Dr. Johnson anticipates and responds to many of the objections against white nationalism, and does this so well that this alone makes this book worth reading. (One example: If challenged to define who qualifies as white, the answer is “the ones who are supposed to feel white guilt.”) Yet this is far more than “White Nationalism 101.” It is a sustained, coherent argument grounded in political theory. Dr. Johnson effortlessly cites Martin Heidegger, Alain de Benoist, Tatu Vanhanen, and others, to the profit both of veterans and of those new to the movement. The “Recommended Reading” section is a welcome guide to further education.
Dr. Johnson also includes a useful discussion of what he calls the “Old Right,” or the fascist and National Socialist movements.

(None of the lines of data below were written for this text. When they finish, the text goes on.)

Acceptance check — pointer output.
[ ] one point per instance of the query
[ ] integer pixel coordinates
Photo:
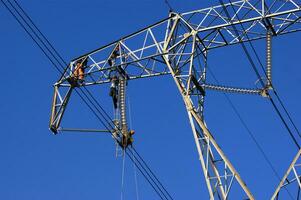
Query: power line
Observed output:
(256, 70)
(57, 54)
(250, 133)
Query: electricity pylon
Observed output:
(178, 46)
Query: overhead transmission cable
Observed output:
(250, 133)
(95, 112)
(256, 70)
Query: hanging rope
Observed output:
(122, 176)
(136, 180)
(87, 98)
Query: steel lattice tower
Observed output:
(178, 46)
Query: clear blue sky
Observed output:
(38, 165)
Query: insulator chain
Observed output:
(122, 105)
(269, 57)
(233, 90)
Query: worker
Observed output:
(79, 72)
(114, 90)
(113, 56)
(128, 139)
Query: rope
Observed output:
(122, 175)
(136, 180)
(86, 93)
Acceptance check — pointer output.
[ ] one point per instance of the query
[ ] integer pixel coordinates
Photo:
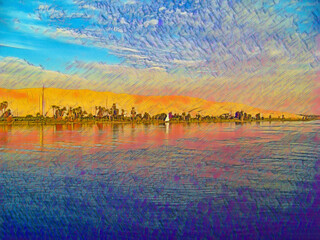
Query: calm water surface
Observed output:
(204, 181)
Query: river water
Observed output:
(185, 181)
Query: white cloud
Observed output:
(151, 22)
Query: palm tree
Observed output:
(3, 106)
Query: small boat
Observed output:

He writes that these movements have “much to teach us,” but draws vital distinctions between past and present, warning especially against what he calls the “Bolshevik organizational model” of many fascist movements. He criticizes those who “lack a worldview of their own” and instead “go shopping for a complete and ready-made system of ideas that they can adopt as a package deal.”
Dr. Johnson scorns the “escapism” of associating with regimes utterly foreign to our time and place, and instead argues for a movement that can “graft itself onto the living traditions of its own homeland, not exotic imports or toxic and highly stigmatized ideologies.” Dr. Johnson likewise condemns “self-marginalizing, self-defeating behavior,” which is especially destructive at this critical moment.

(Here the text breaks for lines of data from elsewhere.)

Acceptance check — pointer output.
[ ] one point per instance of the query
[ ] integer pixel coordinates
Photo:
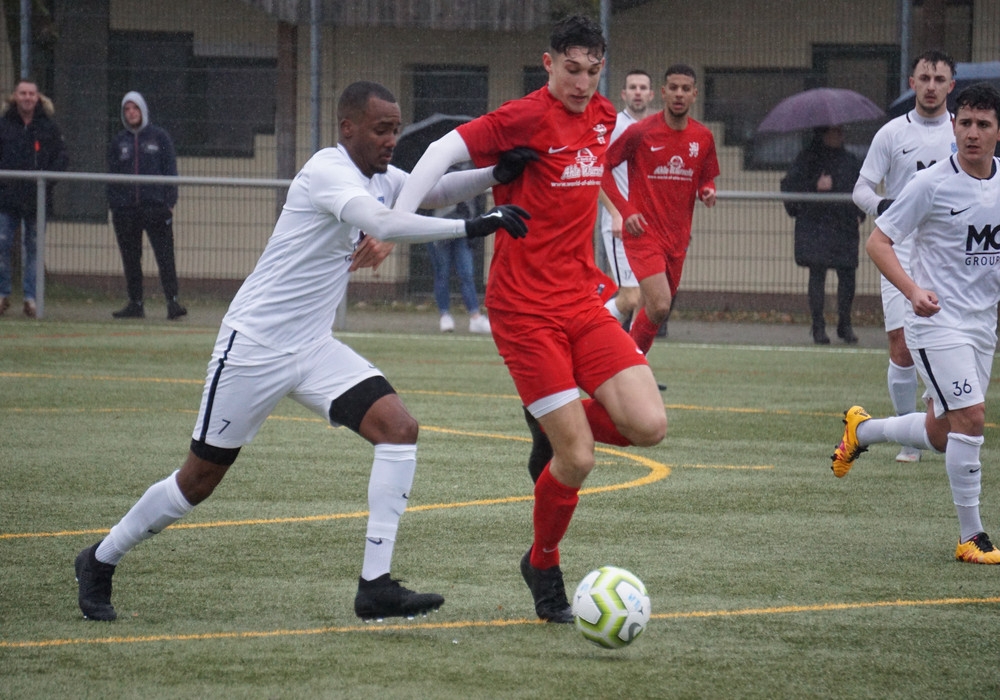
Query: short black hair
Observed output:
(639, 71)
(979, 96)
(934, 56)
(680, 69)
(354, 99)
(581, 31)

But isn’t “white nationalism” itself “toxic” and “highly stigmatized?” Dr. Johnson argues that “implicit White Nationalism is the animating principle of the growing populist-nationalist movements across the white world” and believes “we will inevitably move from implicit to explicit racial advocacy.” What now prevents this transition is a hostile establishment “already working feverishly, at nearly 100% capacity, to suppress white identity politics.” However, “when our rising consciousness exceeds their declining ability to control us, then we win.”
But when will that time come? White advocates have been driven from social media, selectively prosecuted by a “conservative” administration, and cut off from means of fundraising. White advocates have less freedom to speak without fear of reprisal than before President Trump’s election. The White Nationalist Manifesto provides little guidance about how to reverse this process. The rise of overt anti-white hatred has also become mainstream since President Trump’s election.
Yet the need to reveal the iron fist within the velvet glove of “diversity” is itself progress. Our rulers rightly fear the appeal of white nationalism. If one were to judge from headlines, it dominates the political conversation. The White Nationalist Manifesto comes at a critical time and provides an approachable, logical, and humane explanation of white nationalism. It avoids sloganeering and divisive “party programs;” it begins a conversation rather than ends it.
As Dr. Johnson notes, we probably can’t change the minds of those who think the white race should die. We can appeal to those who value white civilization but shy away from doing what is necessary to preserve it. This is the perfect book for the conservative teetering on the edge of racial awareness.
Dr. Johnson has written a book that is both timely and timeless. It defines the politics of the present moment but also outlines a vision that will speak to every generation. It’s a book that desperately needed to be written. Now, it desperately needs to be read.